Submitted by Anonymous (Mar 27, 2000)Book 1, ostensibly of a trilogy. The cover doesn't really
make this clear although anyone familiar with Chalkers writing
would have a shrewd idea.
As he has shown in his well of souls series, Chalker delights in
filling in a great deal of his characters backplot. The fact that
he shares this with the reader sometimes delights and sometimes it
fails to add to the plot.
This book mainly deals with background plotting of the main characters.
How they came to be doing what they do, Was it serendipity that they
happened to be in that region of space time when it happened.
It bein the driving idea behind this series.
Have you ever stopped to wonder why nearly every civilisation of
whatever religeous stripe, has almost the same image for demons, devils
what have you...
Bipedal with hooves, furry legs, horns.
Chaklker postulates that this pertains throughout a wide galactic culture
dominated by three major empires, (of which humanity isn't one).
Each and every race in each and every culture in each and every empire has
a similar racial memory of demons in this physical form.
Now a planetry survey ship has found some bodies. Initially thought to be dead
and kept in some sort of shrine, it soon becomes apparent that they are merely
in some sort of stasis.
Letting them out has so far proved to be a poor idea.
The distress call has led to the coming together of 3 ships and their small crews,
one from each empire representing a differing philosophical and political viewpoint.
- The Exchange is an Empire based on a free market econmomy, broadly speaking
analogous to the 20th century USA.
- The Mycohilians represent a mechanistic comunistic society where the Marxist idea of
"From each according to his means and to each according to their needs" is posited
to work.
- The Mizlaplan are a Theocracy where the governing race are literally gods.

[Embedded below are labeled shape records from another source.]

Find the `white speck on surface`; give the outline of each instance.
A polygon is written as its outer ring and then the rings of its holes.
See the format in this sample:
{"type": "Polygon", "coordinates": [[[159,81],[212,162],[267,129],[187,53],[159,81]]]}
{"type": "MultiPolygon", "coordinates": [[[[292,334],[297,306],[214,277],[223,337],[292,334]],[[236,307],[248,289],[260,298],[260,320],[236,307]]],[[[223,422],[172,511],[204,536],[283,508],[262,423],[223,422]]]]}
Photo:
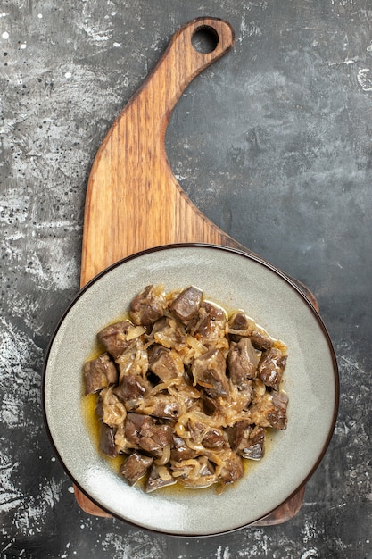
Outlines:
{"type": "Polygon", "coordinates": [[[302,555],[301,559],[310,559],[310,557],[318,557],[318,551],[316,549],[308,549],[302,555]]]}
{"type": "Polygon", "coordinates": [[[363,91],[372,91],[372,77],[369,72],[369,68],[362,68],[358,72],[357,80],[363,91]]]}

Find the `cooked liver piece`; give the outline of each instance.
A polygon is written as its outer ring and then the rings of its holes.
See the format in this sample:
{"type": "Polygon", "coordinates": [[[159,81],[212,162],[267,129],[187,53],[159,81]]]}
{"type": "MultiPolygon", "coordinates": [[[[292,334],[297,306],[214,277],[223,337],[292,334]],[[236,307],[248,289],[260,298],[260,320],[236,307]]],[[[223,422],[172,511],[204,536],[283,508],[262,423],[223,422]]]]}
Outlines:
{"type": "Polygon", "coordinates": [[[118,382],[118,370],[109,355],[104,353],[96,359],[85,363],[84,378],[86,394],[92,394],[105,388],[109,384],[118,382]]]}
{"type": "Polygon", "coordinates": [[[150,326],[164,314],[165,301],[161,292],[147,286],[130,303],[130,318],[135,324],[150,326]]]}
{"type": "Polygon", "coordinates": [[[242,338],[238,343],[231,342],[227,363],[229,376],[234,384],[246,387],[247,381],[256,376],[259,361],[260,355],[248,338],[242,338]]]}
{"type": "Polygon", "coordinates": [[[124,476],[129,485],[134,485],[147,471],[153,462],[152,456],[144,456],[137,452],[130,455],[120,467],[120,473],[124,476]]]}
{"type": "Polygon", "coordinates": [[[286,363],[286,355],[277,347],[271,347],[262,354],[259,364],[259,377],[267,387],[278,390],[286,363]]]}
{"type": "Polygon", "coordinates": [[[228,382],[226,377],[226,360],[218,349],[210,349],[194,360],[192,365],[194,382],[211,397],[227,396],[228,382]]]}

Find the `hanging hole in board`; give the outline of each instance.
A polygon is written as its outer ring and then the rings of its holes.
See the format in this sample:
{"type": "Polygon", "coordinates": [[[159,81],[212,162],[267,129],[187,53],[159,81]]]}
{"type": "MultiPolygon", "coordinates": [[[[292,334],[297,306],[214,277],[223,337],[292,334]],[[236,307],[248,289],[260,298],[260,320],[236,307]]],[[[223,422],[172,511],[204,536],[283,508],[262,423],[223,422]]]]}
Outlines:
{"type": "Polygon", "coordinates": [[[212,53],[219,44],[219,34],[209,25],[199,27],[191,38],[194,48],[203,54],[212,53]]]}

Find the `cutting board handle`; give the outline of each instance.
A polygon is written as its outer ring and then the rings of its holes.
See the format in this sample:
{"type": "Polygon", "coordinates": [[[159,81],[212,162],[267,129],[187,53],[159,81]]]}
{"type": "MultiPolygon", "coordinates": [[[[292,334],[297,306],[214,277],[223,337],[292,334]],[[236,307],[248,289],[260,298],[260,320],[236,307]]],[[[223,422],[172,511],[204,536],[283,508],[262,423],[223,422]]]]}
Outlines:
{"type": "Polygon", "coordinates": [[[173,35],[153,71],[113,122],[87,183],[81,286],[110,264],[151,246],[231,244],[178,185],[168,163],[165,134],[188,84],[234,44],[234,30],[227,21],[193,20],[173,35]],[[214,40],[210,52],[194,46],[198,32],[214,40]]]}
{"type": "MultiPolygon", "coordinates": [[[[173,35],[168,48],[148,77],[147,87],[157,93],[161,91],[161,96],[157,96],[154,99],[158,104],[158,110],[151,110],[150,115],[155,119],[164,119],[162,124],[166,125],[188,84],[210,64],[227,53],[235,41],[235,32],[231,25],[218,18],[197,18],[180,28],[173,35]],[[209,37],[210,52],[198,50],[197,42],[194,41],[198,34],[204,34],[206,38],[209,37]],[[166,72],[165,80],[162,69],[166,72]]],[[[163,126],[161,136],[164,132],[163,126]]]]}

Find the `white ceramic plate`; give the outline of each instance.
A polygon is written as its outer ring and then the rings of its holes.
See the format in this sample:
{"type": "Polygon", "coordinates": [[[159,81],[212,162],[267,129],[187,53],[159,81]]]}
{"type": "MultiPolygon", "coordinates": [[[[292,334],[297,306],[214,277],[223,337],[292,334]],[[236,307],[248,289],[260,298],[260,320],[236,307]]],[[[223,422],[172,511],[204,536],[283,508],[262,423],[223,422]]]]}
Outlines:
{"type": "Polygon", "coordinates": [[[44,405],[62,463],[99,506],[143,528],[203,536],[263,518],[307,481],[335,427],[338,372],[318,314],[281,272],[231,249],[175,245],[128,257],[79,292],[47,352],[44,405]],[[288,346],[284,381],[289,396],[287,429],[275,431],[265,457],[221,495],[213,487],[150,494],[129,487],[99,454],[82,413],[82,365],[95,346],[96,333],[118,320],[143,288],[158,283],[167,291],[195,285],[228,310],[244,309],[288,346]]]}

Chaker argues that if a being has such strong hypnotic will that on a one to one basis
no other being can resist it, they may as well be regarded as gods. The whole society is
predicated on fervent religous mania keeping everyone in line. Moreover, the majority
appear to really believe making this empire a reasonable analog of an Islamic
fundamentalist state, (Or even the US Bible belt :).
As mentioned before, this book deals mainly with backplot. Each of the three crews
summoned to the distress call has come directly from a prior mission where we have
seen some of their strengths and weaknesess.
We have also learned of their varying antipathies to the copmpeting empires, and in the
process learned about the empires themselves.
The book is written from a human viewpoint. Each of the main characters from each empire
is (or was), human. This is used to show how the human expansion into space was abruptly
curtailed by bumping into the three empires rather than representing any human elitism.
Humans are spread evenly between the empires and have more in common with other races
from those empires than they do with humans from an opposing empire.
It all makes for a facinating if disjointed read. Chalkers main mistake, If there is one, is
to raise the tension in the first chapter by filling in the background to the main demon
plotline.
The next chapter starts promisingly with the receipt of the distress call. However then
Chalker fills 90% of the book with 'other stuff', only returning to the demons in the
final 20 pages or so.
This, if I may say so, causes immense frustration for the reader.
With luck and a following wind, that frustration will be alleviated by reading the second book.
We are just about to go demon hunting in the company of these protagonists whom we now know
so much about.
Chalker hasn't let me down before, I suspect he will not do so now.
A recommended read if you have the second book already lined up.